Thaïlande
(Le théâtre en)
Très proche de la tradition khmère, le théâtre thaï se compose de diverses sortes de danses, dont certaines sont masquées, et de théâtres d'ombres. Si les spectacles de grandes figures d'ombres portées par des danseurs ont aujourd'hui disparu, ceux des petites figures de cuir, manipulées par un seul montreur, sont encore très populaires dans le sud du pays.
L'une des formes les plus anciennes du théâtre classique de Thaïlande est un spectacle de danse masquée, d'origine khmère, appelé khôn. Celui-ci ne représente que le Ramakien, l'adaptation thaïe du Ramayana indien. Le visage totalement dissimulé sous le masque, les acteurs ne dialoguent pas ; ce sont des récitants qui déclament les passages représentés qu'une douzaine de femmes rythment de leurs chants. L'orchestre pîphât, qui ne comprend que des instruments à vent et à percussion, joue les thèmes traditionnels symbolisant la marche, l'envol, le rire, les pleurs, la colère ou l'amour.
Guerrière et acrobatique, cette danse est traditionnellement réservée aux hommes (à l'inverse du Cambodge où la troupe est entièrement féminine). Si, aujourd'hui, les femmes sont acceptées, elles ne tiennent jamais de rôles principaux. À l'origine, tous les personnages masculins portaient des masques.

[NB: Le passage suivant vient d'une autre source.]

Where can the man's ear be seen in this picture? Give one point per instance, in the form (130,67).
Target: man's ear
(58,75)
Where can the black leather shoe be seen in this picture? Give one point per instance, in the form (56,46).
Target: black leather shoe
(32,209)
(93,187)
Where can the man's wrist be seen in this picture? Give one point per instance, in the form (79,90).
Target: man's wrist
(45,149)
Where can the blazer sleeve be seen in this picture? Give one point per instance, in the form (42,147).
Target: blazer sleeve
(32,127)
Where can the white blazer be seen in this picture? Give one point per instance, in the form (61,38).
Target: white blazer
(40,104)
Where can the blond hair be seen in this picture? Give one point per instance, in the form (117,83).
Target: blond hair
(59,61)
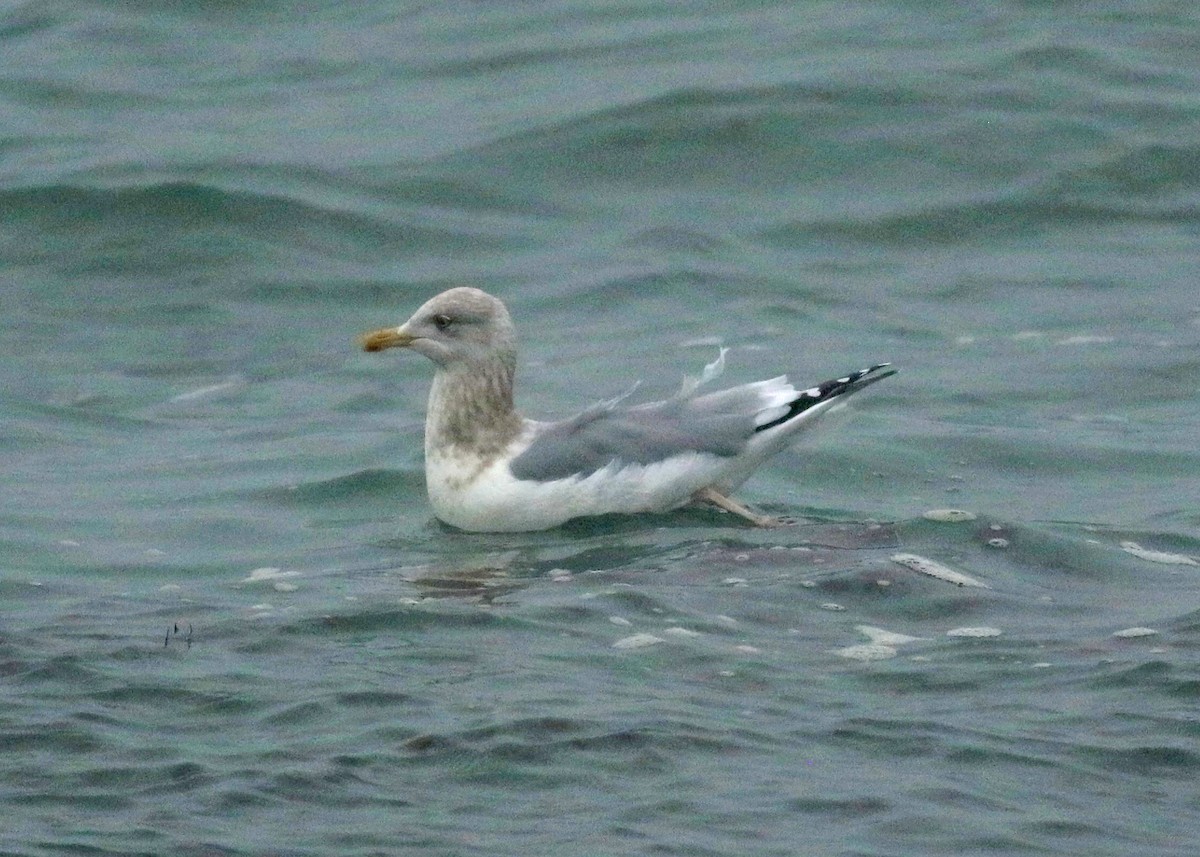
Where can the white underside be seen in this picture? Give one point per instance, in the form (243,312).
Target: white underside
(493,501)
(487,498)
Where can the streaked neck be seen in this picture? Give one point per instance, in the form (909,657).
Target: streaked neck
(471,409)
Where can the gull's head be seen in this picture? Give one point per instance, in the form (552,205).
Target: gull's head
(460,325)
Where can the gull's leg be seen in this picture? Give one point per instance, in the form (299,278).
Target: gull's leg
(723,502)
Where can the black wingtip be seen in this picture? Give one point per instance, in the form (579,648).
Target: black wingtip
(832,389)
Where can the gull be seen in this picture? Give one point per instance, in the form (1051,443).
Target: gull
(490,469)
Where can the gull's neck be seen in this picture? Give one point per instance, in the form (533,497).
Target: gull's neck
(471,409)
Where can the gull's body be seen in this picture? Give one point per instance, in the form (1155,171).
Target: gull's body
(490,469)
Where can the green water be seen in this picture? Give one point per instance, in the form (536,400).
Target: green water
(228,622)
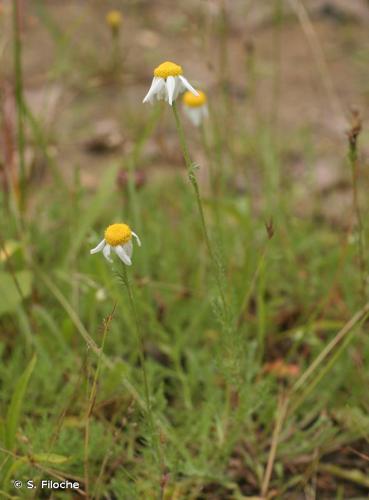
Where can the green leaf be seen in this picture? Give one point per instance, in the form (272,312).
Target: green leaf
(13,289)
(15,407)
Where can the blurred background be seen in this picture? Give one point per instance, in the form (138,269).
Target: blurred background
(297,68)
(286,81)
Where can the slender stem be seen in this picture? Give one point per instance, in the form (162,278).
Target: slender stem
(92,399)
(141,350)
(17,54)
(354,171)
(192,177)
(281,414)
(353,135)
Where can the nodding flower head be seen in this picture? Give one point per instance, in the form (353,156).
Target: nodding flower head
(195,107)
(168,83)
(117,237)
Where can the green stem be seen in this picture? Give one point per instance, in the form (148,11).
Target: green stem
(353,157)
(141,350)
(192,178)
(17,54)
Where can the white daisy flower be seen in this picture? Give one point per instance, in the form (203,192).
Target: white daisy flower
(195,107)
(168,83)
(117,237)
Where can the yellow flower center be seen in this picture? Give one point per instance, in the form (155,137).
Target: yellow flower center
(117,234)
(168,69)
(193,101)
(114,18)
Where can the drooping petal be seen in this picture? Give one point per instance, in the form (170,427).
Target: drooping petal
(119,250)
(188,85)
(128,248)
(137,238)
(156,86)
(171,85)
(99,247)
(196,116)
(106,253)
(179,88)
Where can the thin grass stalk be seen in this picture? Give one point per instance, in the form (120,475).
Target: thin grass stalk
(17,56)
(141,352)
(92,399)
(353,135)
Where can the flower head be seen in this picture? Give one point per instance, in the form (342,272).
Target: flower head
(114,20)
(119,238)
(195,107)
(168,83)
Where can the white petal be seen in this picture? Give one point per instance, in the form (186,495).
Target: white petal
(119,250)
(128,248)
(188,85)
(156,85)
(171,85)
(99,247)
(179,88)
(106,253)
(137,238)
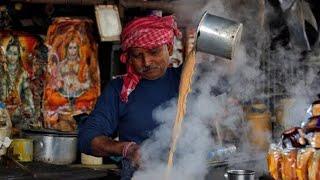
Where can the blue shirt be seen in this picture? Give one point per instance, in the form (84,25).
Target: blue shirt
(133,120)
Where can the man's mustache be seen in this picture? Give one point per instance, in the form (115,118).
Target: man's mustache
(148,68)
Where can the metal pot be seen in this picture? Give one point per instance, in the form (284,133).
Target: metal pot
(240,175)
(54,148)
(218,36)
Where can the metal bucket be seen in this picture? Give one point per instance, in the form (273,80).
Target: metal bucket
(218,36)
(240,175)
(54,148)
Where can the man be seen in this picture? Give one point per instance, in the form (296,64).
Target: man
(126,105)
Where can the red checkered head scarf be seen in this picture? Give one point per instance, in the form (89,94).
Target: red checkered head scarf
(147,32)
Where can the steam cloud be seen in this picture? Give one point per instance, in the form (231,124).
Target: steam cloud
(257,72)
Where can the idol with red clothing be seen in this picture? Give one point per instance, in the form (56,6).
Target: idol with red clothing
(126,105)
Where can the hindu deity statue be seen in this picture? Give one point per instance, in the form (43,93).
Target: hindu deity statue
(73,82)
(15,90)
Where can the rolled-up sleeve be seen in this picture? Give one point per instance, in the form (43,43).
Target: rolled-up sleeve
(103,120)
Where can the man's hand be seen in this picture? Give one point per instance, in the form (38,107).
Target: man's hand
(133,154)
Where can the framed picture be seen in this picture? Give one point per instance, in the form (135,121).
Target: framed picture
(108,22)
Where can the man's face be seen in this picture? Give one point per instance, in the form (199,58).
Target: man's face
(151,64)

Aujourd'hui, les héros et les divinités n'en portent plus. Ces masques sont en papier mâché, peints de différentes couleurs, avec une ornementation très élaborée. Image des héros divins et source de métamorphose, le masque est un objet sacré.
Le danseur ne commence à porter le masque de son rôle qu'après avoir participé au rituel d'initiation lui en donnant le droit, à la fin de son apprentissage. Tous les ans, durant la cérémonie waï khrû, l'« hommage aux maîtres », les danseurs apportent des offrandes à leurs professeurs ainsi qu'aux héros « incarnés » par les masques. Car, comme les statues du Bouddha, les masques ont été investis par l'« esprit » de leur personnage durant la « cérémonie d'ouverture des yeux », un rite d'origine brahmanique destiné à donner son pouvoir à l'objet.
Le lakhon est une autre forme théâtrale de la grande tradition classique thaïe. Le plus ancien, le lakhon nôk ou « lakhon extérieur » parce qu'on ne le jouait qu'à l'extérieur du palais, est un théâtre populaire dont tous les rôles sont tenus par des hommes. Vers le début du XVIIIe siècle, une troupe exclusivement féminine a été créée pour donner des représentations réservées à la cour. Ainsi naquit le lakhon naï ou « lakhon intérieur ». Ces troupes ont un répertoire assez vaste : certains épisodes des jâtaka, des contes populaires ou des récits d'auteurs célèbres.
Le théâtre de marionnettes est, selon toute probabilité, d'origine chinoise. La forme la plus ancienne, sans doute la première, s'appelait hun yaï ou « grandes marionnettes ». Aujourd'hui, les marionnettes hun krabôk sont plus petites, leur corps est un gros bambou dans lequel vient s'encastrer une tête mobile. Des tiges de bambou, cachées sous un large vêtement, sont attachées aux mains. Le répertoire comme la musique sont semblables aux danses classiques.
La Thaïlande a connu aussi un théâtre d'ombres de grandes figures portées par des danseurs ou nang yaï. Celui-ci, tout à fait similaire au théâtre khmer, a aujourd'hui totalement disparu.
Le théâtre d'ombres, nang talung, est encore extrêmement populaire dans le sud du pays, dont il est originaire. C'est un théâtre de petites figures de cuir articulées que l'on manipule derrière un écran éclairé par une source lumineuse. Il est joué dans un petit abri sur pilotis où se tiennent six à huit musiciens et le manipulateur. La représentation dure toute la nuit. Le montreur mène seul son spectacle. Il doit manier les marionnettes, jouer la comédie et improviser des dialogues comiques, en mêlant traditions légendaires et actualité. Capables de divertir, de donner un enseignement et d'observer certains rituels, les montreurs sont des membres respectés de la communauté villageoise.